(Ey Resûlüm!) O Balık sahibini de, (hatırla!)
Hani, o öfkelenmiş olarak gitmişti de, bizim, kendisini, hiç bir zaman sıkıştırmayacağımızı, sanmıştı. Derken, o, karanlıklar içinde (kalıp): “Senden başka hiç bir İlâh yoktur! Seni, tenzih ederim. Gerçekten, ben, haksızlık edenlerden oldum!” diyerek (Allah [c.c.]’ya) niyaz etmişti. Bunun üzerine, biz de, onu(n duasını) kabul ettik. Kendisini, gamdan, selâmete erdirdik. İşte, biz, imân edenleri, böyle kurtarırız.* (Enbiyâ: 87-88)
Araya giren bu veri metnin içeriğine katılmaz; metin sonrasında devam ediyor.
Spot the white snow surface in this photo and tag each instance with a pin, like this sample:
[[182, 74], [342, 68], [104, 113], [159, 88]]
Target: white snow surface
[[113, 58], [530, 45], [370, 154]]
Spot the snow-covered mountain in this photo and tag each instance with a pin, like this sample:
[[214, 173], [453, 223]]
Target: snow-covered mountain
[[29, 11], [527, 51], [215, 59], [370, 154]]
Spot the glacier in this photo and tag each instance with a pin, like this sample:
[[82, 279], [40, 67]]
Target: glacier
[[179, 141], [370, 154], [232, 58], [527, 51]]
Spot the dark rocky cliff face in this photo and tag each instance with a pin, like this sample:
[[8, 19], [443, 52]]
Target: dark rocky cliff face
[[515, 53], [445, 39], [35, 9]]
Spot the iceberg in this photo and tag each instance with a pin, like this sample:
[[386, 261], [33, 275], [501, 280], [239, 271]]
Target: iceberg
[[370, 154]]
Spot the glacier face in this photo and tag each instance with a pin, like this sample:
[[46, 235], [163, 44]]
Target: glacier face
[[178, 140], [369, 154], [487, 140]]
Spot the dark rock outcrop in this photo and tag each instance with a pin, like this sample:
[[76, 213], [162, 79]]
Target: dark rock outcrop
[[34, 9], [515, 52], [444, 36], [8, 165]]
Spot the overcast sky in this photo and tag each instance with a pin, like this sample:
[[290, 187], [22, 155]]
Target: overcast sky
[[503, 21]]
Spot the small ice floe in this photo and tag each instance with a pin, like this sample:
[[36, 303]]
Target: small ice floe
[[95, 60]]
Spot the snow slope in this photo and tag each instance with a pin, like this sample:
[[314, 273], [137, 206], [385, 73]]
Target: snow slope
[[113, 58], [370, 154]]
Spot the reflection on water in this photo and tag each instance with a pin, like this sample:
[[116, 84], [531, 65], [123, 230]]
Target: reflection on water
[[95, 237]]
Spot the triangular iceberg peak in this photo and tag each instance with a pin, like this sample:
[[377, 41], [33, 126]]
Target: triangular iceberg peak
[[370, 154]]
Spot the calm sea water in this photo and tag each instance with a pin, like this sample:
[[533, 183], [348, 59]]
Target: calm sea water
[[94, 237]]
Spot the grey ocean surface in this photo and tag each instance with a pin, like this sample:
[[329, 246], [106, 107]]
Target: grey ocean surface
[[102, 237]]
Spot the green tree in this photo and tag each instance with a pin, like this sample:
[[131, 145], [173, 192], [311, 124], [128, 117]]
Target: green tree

Hani, o, dolu bir gemiye kaçmıştı. Derken, kur´a çekmiş(ler)di de, mağluplardan olmuştu. Kınanmış bir halde iken, kendisini hemen balık yutmuştu. Eğer, çok tesbih edenlerden olmasaydı, her halde, (insanların) tekrar dirilecekleri güne kadar, onun karnında kalıp gitmişti! İşte, biz, onu hasta olarak açık bir yere (çıkarıp) bıraktık. Üzerine, bacağı olmayan cinsten (gölgelik) bir nebat bitirdik. Onu, yüz bine Peygamber gönderdik. Hattâ, daha anıyorlardı da. Nihayet, ona iman ettiler de, kendilerini bir zamana kadar geçindirdik. (Sâffât: 140-148)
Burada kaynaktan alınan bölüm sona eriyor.